EL LARGO CAMINO
Jeremy Rapson
CGN, Agosto 2024
¿Alguna vez ha visto usted lo que parecía ser un atajo
para ahorrar tiempo, solo para descubrir que le llevó por caminos estrechos y
sinuosos llenos de baches, donde encontró todo tipo de peligros, como tener que
retroceder constantemente debido al tráfico en sentido contrario o —peor
aún— daños a su vehículo por el mal estado de la
carretera? En el mapa parecía ser un beneficio; en realidad, resultó ser una
pesadilla.
Pues bien, el mismo principio se aplica a las
elecciones y decisiones que enfrentamos a lo largo de nuestras vidas. Podemos
esperar evitar las experiencias mundanas y aburridas para alcanzar nuestro
objetivo con el mínimo esfuerzo y en el menor tiempo posible. Sin embargo, esos
atajos pueden resultar decepcionantes, si no peligrosos. Por el contrario,
someterse a las disciplinas del largo plazo puede ser exigente, pero el
esfuerzo generalmente resultará haber valido la pena.

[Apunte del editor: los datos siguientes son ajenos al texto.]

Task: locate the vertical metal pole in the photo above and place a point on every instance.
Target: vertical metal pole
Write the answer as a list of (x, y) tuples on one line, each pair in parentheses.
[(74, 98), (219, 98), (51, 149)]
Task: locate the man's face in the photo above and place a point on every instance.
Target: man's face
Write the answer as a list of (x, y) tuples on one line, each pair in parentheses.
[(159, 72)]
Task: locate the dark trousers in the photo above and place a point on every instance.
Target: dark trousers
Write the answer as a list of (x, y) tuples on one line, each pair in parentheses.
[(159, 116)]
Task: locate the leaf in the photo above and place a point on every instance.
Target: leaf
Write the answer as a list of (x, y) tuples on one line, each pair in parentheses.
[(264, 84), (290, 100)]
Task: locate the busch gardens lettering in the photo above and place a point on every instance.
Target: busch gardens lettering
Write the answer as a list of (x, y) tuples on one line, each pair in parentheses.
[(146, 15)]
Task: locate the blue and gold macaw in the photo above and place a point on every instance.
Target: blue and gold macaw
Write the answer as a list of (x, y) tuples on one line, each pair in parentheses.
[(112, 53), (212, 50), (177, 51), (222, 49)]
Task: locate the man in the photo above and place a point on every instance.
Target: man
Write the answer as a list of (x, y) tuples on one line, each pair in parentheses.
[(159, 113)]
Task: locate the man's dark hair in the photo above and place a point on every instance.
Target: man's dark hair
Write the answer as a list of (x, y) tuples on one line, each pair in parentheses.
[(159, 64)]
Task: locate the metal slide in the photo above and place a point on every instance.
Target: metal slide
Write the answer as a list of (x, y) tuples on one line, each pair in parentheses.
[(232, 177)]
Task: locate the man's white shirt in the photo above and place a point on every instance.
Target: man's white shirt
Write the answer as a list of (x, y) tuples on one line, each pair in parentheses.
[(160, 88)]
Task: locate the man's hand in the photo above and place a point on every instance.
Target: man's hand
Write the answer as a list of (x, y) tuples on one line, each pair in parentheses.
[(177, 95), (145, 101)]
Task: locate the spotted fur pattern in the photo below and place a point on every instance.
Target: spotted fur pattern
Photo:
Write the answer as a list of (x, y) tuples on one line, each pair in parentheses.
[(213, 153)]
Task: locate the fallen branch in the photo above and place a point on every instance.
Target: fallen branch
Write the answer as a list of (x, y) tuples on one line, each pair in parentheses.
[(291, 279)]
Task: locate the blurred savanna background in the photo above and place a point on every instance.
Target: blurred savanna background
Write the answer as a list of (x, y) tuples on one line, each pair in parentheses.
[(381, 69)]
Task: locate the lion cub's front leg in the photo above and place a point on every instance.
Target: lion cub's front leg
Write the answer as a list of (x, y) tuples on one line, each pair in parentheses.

Los discípulos de Cristo, en su entusiasmo y fervor,
estaban ansiosos por que el reino se estableciera inmediatamente después de la
resurrección de Jesús. “Señor, ¿restituirás el reino a Israel en este
tiempo?” preguntaron (Hechos 1:6). Probablemente pensaron que todas las
preocupaciones y pruebas, las tensiones y esfuerzos, junto con la formación que
habían recibido bajo la tutela de Cristo durante tres años y medio, habrían
sido suficientes como preparación para sus roles en el gobierno milenario de
Jesús. Cuando le preguntaron a Jesús sobre ello, Él respondió: “A ustedes no
les toca saber ni los tiempos ni las ocasiones que el Padre dispuso por su
propia autoridad.” (versículo 7).
Dios sabía que se necesitaba más desarrollo y
crecimiento del carácter antes de que se pudiera dar paso al fin de la era y
establecer su reino. De hecho, Su gran plan requería que se estableciera una
Iglesia, la cual sería pastoreada, guiada y expandida durante los largos siglos
que habrían de seguir.
Para prepararlos para sus tareas en esa naciente
Iglesia, Jesús les dio a sus discípulos la garantía de que estarían
completamente equipados y dotados de recursos para la misión que tenían por
delante. Luego les describió la naturaleza de su desafiante asignación: “Pero
recibirán poder cuando el Espíritu Santo haya venido sobre ustedes, y me serán
testigos en Jerusalén, en toda Judea, en Samaria y hasta lo último de la
tierra.” (versículo 8). Sin duda, estaban comprometidos a largo plazo, pero
se les aseguró un resultado glorioso.
Muchos de los que hoy formamos parte de la Iglesia de
Dios llevamos bautizados medio siglo o más. En el momento de nuestra
conversión, no esperábamos envejecer o pasar por dificultades, peligros y
angustias durante un largo período de discipulado físico. Y, sin embargo, eso
es lo que ha ocurrido. No lo habíamos previsto, pero reconocemos que estaba
dentro de la voluntad de Dios que las cosas sucedieran así por el bien mayor.
Hubiéramos preferido experimentar un regreso inmediato de Cristo para establecer
su reino justo después de nuestro bautismo. Pero ahora nos damos cuenta de que
teníamos mucho que crecer antes de estar preparados para gobernar. También es
evidente que "los tiempos de los gentiles" aún no se habían cumplido,
como expresa Lucas 21:24, "Caerán a filo de espada y serán llevados
cautivos a todas las naciones. Jerusalén será pisoteada por los gentiles hasta
que se cumplan los tiempos de los gentiles." Los acontecimientos
mundiales aún tenían que seguir su curso.
En Éxodo 23:29–30, Dios dijo a los israelitas: "No
los echaré [a los “inquilinos permanentes” de la Tierra Prometida] de tu
presencia en un solo año, para que la tierra no quede desolada ni se
multipliquen contra ti las fieras del campo. Poco a poco los echaré de tu
presencia, hasta que te multipliques y tomes posesión de la tierra." De
manera similar, Dios no tenía prisa indebida en traer el reino de Cristo a la
tierra. Al igual que los israelitas de antaño, necesitamos tiempo para
fortalecernos, aumentar, crecer, superar y desarrollarnos. Solo cuando las
cualidades necesarias del carácter hayan sido pulidas y perfeccionadas, se nos
concederá la entrada al reino. Podemos estar seguros de que habrá valido la
pena la espera.
Las citas de las Escrituras son de la versión Reina
Valera Actualizada - 2015, a menos que se indique lo contrario.